GEOG 222: Finding a Print Map

Introduction

Finding just the right map is sometimes like finding a needle in a haystack. Maps are located in many different parts of the library and are included in many different kinds of published materials. Because perfectly good maps can be a part of a larger work, you need to search in the types of works that are likely to contain maps and also limit your search by the geographic area you are interested in researching. Generally speaking, lots of books have maps in them but not all of these books are cataloged as Maps.
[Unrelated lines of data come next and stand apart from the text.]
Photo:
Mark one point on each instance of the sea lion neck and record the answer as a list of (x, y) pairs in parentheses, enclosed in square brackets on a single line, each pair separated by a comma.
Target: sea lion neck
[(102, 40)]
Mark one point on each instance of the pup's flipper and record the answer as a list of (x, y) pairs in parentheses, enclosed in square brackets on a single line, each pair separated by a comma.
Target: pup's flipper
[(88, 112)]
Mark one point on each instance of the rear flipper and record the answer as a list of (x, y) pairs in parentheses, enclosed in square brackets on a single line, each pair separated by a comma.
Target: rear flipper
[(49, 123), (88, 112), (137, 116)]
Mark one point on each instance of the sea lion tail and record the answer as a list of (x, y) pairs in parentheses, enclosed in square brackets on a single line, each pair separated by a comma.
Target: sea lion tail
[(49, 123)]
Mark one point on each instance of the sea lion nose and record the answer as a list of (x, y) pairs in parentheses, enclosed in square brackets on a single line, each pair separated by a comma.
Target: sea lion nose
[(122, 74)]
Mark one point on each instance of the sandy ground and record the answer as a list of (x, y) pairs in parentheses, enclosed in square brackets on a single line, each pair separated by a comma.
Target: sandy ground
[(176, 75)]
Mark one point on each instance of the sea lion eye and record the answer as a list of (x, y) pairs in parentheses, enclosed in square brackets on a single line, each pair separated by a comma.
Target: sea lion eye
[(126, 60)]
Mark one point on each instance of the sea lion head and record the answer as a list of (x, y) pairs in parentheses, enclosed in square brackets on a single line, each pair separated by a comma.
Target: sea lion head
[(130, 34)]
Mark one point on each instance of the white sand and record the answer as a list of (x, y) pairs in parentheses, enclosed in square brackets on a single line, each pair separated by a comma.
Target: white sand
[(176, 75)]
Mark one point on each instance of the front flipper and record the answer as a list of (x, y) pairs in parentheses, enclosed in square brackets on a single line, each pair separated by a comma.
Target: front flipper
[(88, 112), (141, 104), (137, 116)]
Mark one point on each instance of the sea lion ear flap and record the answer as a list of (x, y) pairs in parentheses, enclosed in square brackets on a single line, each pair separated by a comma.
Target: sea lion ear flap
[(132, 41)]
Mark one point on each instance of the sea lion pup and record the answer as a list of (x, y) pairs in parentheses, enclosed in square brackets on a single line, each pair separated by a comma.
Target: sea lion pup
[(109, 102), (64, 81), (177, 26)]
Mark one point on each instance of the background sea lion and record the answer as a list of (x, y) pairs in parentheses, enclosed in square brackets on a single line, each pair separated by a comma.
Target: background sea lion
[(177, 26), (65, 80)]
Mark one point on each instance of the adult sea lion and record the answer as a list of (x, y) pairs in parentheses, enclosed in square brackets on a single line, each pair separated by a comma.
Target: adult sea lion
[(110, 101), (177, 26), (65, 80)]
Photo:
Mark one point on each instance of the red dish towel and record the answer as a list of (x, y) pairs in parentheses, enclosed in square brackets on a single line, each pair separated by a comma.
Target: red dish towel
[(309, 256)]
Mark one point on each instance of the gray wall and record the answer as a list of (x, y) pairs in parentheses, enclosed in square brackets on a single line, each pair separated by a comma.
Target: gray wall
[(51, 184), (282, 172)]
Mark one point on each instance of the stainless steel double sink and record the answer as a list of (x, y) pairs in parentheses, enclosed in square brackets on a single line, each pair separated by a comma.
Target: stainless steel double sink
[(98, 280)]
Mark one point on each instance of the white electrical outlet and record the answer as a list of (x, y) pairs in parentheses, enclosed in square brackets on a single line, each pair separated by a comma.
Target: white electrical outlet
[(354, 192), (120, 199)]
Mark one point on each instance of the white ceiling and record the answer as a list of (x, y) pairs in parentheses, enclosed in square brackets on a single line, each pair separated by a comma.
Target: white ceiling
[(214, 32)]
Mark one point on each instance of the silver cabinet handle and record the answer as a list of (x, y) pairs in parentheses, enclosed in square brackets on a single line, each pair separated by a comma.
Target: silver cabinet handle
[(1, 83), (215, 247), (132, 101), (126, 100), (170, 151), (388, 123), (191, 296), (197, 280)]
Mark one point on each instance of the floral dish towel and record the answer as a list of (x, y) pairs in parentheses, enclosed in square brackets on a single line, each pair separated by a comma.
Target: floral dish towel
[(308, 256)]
It is important to be flexible about the name of your geographic location. Think in terms of the location and how it fits into a hierarchy of place. For instance,

Ostrander is a small town in the 
     Scioto River Watershed. It is located in 
          Delaware County, in 
               Central Ohio, in 
                    Ohio, in the 
                         Ohio River Valley, in the 
                              Midwest, in the 
                                   United States

While you might not find a map of Ostrander, you might find Ostrander located on a map of the watershed, or the county, or the relevant topographic quadrangle. A book about the Underground Railroad in Ohio could easily include a map of Ostrander as it was then. Think about the notable events that have occurred in or near your geographic location and how these events might find their way into books. 

For this exercise, you will search for your map using either CONSORT or OhioLINK with Keyword searching. Since you are limited to these databases, you will not be finding your map in journals or newspapers - even though these are also excellent sources for maps. Remember, with keyword searching you can find your term in the title field, author field, subject field, or notes field.